Members of the Pride committee constructed a float on a flat bed trailer that had an old fashioned train engine and two cars that could be modified for Christmas, Mardi Gras, and any other occasion that had a parade that we could march in to advertise the June Pride Festival and Parade.
We put lights, pine garlands, fake trees, and yards of white cloth to simulate snow on it to march in the OKC and Norman, Oklahoma Christmas Parades; Rainbow flags and equal rights signs for the Martin Luther King Day parade; and more lights and Pride flags for the Norman, Oklahoma, Mardi Gras Parade at the end of which we were asked to take part in the Oklahoma City St. Patrick’s Day parade.
We hadn’t even discussed being in that parade or filling out the necessary paperwork, and here we were getting invited while in other major cities like San Francisco, Boston, Chicago, New York City, and even Washington D.C. GLBT groups had not only been fighting to be in their parades, but were continually turned away.
On the morning of the parade the person who was in charge of the Pride Flags that would be on poles at the corners of the float was mysteriously absent and unreachable. So, as we brought the parade float from the storage yard in the next town where it was kept, and seeing rainbow flags flying over an outside booth at an Eastside flea market, we pulled in, bought four flag, and found ourselves explaining the significance of the flag to the biker salesmen who thought it ironic that as butch as they were they were flying the gayest flags ever, but who appreciated the Karma and continued to fly the flags each weekend at least up until I left the city 8 years later, and may still be.

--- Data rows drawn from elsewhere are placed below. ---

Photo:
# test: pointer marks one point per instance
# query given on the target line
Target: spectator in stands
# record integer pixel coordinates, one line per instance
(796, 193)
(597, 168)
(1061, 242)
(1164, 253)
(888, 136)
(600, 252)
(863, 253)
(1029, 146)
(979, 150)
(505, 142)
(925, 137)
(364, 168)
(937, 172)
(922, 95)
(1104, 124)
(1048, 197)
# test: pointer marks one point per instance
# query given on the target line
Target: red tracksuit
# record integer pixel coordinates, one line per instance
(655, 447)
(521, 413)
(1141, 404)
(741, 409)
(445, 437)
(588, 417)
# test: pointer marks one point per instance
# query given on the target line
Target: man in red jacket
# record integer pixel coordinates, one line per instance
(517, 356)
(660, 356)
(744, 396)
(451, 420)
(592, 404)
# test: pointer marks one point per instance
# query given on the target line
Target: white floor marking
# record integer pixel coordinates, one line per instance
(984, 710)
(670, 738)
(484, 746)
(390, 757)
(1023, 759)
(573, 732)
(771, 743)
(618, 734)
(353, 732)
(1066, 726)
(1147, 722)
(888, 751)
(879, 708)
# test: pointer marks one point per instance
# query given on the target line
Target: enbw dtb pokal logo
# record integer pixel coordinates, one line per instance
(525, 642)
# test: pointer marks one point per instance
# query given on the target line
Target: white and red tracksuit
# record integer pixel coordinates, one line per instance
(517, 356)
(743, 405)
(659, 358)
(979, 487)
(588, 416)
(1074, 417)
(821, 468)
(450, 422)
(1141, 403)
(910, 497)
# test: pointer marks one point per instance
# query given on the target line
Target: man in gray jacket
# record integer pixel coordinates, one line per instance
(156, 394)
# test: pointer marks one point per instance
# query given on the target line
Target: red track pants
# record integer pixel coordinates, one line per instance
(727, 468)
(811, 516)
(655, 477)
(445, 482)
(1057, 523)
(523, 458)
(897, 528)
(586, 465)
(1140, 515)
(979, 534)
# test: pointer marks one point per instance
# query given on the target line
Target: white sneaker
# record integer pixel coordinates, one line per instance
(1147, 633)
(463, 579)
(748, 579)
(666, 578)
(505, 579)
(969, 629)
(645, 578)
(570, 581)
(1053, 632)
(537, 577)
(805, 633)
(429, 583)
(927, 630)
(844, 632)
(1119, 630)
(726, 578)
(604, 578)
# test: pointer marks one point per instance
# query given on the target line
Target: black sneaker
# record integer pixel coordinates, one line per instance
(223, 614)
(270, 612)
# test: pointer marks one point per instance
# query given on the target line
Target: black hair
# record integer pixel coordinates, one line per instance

At the appointed time the parade stepped off, and because the OKC parade began one-half hour earlier than the one in Chicago, even though the GLBT community there had finally won their court case and were going to be in their first parade, we beat them by not only not having to fight to be in our city’s parade, but we started walking 30 minutes before they did.
They got coverage for their accomplishment, just as Boston’s GLBT community is getting it this year, but the OKC GLBT community was ignored for its accomplishments by both the mainstream and GLBT media.
So every time, since 2003, when I read a posting on the internet, see a report on the television, or read a story in a hard copy publication celebrating each city that finally is growing up and allowing GLBT groups to march in its St Patrick Day parade, I’m glad they are catching up to the city consistently ignored for its trail blazing.
So, in light of the Boston GLBT Community’s finally getting to march in the St. Patrick’ Day parade, I would like to extend my welcome to them for joining those of us who have been there.